This Lineman Left the NFL … to Farm Sweet Potatoes and Give Them Away for Free
Jason Brown felt called to become a farmer. Now his crops feed thousands.
Offensive lineman Jason Brown retired abruptly from the NFL in 2012 in order to tackle something bigger than anything he’d faced on a football field: sweet potatoes.
Brown, then 29, moved with his wife, Tay, and their children from Missouri, where he’d played with the St. Louis Rams, back home to North Carolina, where he bought 1,000 acres in Louisburg. Overnight, he went from football star to family farmer. “For most people, it doesn’t make sense—why would you leave an awesome NFL career?” he says.
But Brown wasn’t going to become just any farmer. He would give away nearly everything he grew. “I didn’t feel I was just supposed to use my millions to buy food and donate it. I had to be out there doing the work and leading the way,” he says.
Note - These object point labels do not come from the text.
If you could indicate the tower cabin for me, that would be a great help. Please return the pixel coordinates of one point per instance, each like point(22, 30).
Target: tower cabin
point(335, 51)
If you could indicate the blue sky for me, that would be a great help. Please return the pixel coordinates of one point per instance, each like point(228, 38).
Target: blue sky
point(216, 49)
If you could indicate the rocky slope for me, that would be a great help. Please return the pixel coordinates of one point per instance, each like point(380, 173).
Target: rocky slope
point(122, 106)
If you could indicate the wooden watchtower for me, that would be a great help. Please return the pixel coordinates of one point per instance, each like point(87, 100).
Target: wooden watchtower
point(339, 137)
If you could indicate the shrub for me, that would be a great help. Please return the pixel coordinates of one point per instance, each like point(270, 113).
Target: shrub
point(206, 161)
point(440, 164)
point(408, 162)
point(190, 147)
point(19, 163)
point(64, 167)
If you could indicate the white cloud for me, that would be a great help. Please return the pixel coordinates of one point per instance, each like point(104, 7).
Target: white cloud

Brown is deeply religious, and this radical step came to him one day when he was struck by an overwhelming feeling that he had a purpose beyond sports. “Farming chose me; it was my calling in life,” he says. “I’m that guy who left a life of materialism and fame to follow a path much more humbling.”
Only one problem: Jason didn’t know the first thing about farming. So he did what all novices do today—watched hours of YouTube videos. Then he partnered with another local farm that helped him cultivate and plant fields of sweet potatoes. He named his land First Fruits Farm.
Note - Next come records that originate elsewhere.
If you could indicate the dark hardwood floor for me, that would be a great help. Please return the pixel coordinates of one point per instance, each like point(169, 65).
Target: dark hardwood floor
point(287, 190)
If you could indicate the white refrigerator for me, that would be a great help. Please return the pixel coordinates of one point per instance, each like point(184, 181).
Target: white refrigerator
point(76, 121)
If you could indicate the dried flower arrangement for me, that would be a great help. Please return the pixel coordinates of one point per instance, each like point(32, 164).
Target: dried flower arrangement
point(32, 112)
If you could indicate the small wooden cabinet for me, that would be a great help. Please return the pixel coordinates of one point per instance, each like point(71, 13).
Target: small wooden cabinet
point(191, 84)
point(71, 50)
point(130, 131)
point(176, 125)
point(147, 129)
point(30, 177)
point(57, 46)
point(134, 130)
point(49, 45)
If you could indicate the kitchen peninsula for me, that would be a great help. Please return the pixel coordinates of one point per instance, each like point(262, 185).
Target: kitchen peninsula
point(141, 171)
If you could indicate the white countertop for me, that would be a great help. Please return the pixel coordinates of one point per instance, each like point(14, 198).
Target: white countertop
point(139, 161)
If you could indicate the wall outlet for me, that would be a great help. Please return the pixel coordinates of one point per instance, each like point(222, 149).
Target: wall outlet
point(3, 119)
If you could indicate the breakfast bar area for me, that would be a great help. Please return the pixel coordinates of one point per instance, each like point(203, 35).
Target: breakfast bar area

In early fall of 2014, the first harvest was ready. Fifty pickup trucks from food pantries and churches arrived at the farm and loaded up 120,000 pounds to distribute locally. In 2015, First Fruits Farm expanded its sweet potato donations to food banks across eastern North Carolina.
Jason uses his unusual story to show local youth what it takes to grow food from start to finish and to see it as the miracle that he does. “They get that food doesn’t just magically appear in the grocery store or restaurants,” he says. “This is ground zero as far as making a difference.”